The Faraja Widows are a tremendous story of comfort and resilience. As you may know, the Widows are dealing with HIV and AIDS along with living in the largest slum in all Africa and raising kids and grandkids.
On top of this, their workshop burned down in late 2014 (picture at left). They lost the building, their sewing machines, all their samples, and all the handicraft orders that they were working on for Christmas.
This building was where they gathered for worship, coordinating their savings and loans, and also created the bags and jewelry that many of us know them for.
We are extremely happy to report that, working with other partners, the group was able to rebuild their building (pictures below of the outside and dedication of the upstairs workroom) and now have a second set of funds to purchase new sewing machines and materials.
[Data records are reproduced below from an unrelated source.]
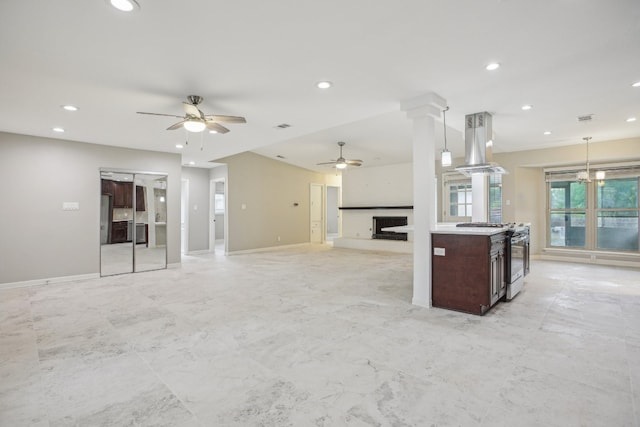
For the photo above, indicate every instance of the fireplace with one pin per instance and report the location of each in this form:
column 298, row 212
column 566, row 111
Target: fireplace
column 380, row 222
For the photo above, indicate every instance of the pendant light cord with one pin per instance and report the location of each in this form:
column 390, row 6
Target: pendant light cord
column 444, row 121
column 587, row 138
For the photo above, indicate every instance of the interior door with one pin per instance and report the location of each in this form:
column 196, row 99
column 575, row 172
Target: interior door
column 316, row 213
column 116, row 252
column 150, row 231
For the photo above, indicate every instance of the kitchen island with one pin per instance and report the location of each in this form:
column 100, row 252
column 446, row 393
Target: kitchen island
column 468, row 267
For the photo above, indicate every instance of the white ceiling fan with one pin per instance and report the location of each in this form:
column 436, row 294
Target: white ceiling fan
column 341, row 162
column 195, row 120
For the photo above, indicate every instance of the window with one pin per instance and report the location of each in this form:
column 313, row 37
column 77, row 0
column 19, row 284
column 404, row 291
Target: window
column 456, row 197
column 495, row 198
column 596, row 215
column 617, row 214
column 567, row 203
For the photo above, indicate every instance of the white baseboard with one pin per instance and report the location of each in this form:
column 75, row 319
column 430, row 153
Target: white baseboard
column 49, row 281
column 399, row 246
column 271, row 248
column 421, row 303
column 199, row 252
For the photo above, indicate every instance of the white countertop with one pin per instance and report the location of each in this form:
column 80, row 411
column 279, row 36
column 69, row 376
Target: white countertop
column 450, row 228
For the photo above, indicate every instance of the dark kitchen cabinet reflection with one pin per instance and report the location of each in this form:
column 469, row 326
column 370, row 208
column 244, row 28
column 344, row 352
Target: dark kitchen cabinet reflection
column 132, row 241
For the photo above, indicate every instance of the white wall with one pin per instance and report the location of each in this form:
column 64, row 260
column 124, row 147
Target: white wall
column 39, row 240
column 198, row 208
column 267, row 199
column 375, row 186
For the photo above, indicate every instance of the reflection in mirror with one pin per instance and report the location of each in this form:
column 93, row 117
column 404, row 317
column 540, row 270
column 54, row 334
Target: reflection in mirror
column 116, row 217
column 151, row 223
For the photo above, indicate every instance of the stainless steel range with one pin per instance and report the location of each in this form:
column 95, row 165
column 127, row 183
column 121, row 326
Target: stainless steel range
column 516, row 255
column 517, row 258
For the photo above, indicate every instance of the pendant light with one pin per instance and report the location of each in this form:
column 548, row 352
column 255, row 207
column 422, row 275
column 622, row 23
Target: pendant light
column 445, row 157
column 583, row 176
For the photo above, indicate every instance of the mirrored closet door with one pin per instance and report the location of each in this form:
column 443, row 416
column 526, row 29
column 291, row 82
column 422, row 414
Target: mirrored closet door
column 133, row 222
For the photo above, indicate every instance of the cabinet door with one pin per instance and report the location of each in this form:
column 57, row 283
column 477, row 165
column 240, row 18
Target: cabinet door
column 140, row 206
column 107, row 187
column 122, row 194
column 119, row 232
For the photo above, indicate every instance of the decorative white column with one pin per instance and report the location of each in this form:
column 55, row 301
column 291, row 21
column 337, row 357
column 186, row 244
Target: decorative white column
column 479, row 198
column 422, row 110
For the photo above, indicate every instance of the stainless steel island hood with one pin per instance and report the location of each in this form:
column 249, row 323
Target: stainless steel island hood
column 478, row 142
Instead, 40-year missionary Martha Kirkpatrick and Kenyan leaders Caleb and Eunice Otieno started a work of promise in Kibera, the largest slum in Africa, in Nairobi, Kenya. Faraja Widows project empowers widows who are affected by HIV/AIDS. The overall ministry, St. Martha’a Ministry, started with a small group of three widows and eight orphans and has grown to impact more than a dozen widows and several dozen orphans.
The Otienos say, “Reverend Martha was a lady who was full of kindness and compassion for African women and children. She was a pillar of strength to our family at a time of our greatest need of love.”
The ministry receives its major source of funding from the sale of bags and African jewelry made out of domestic animal bones.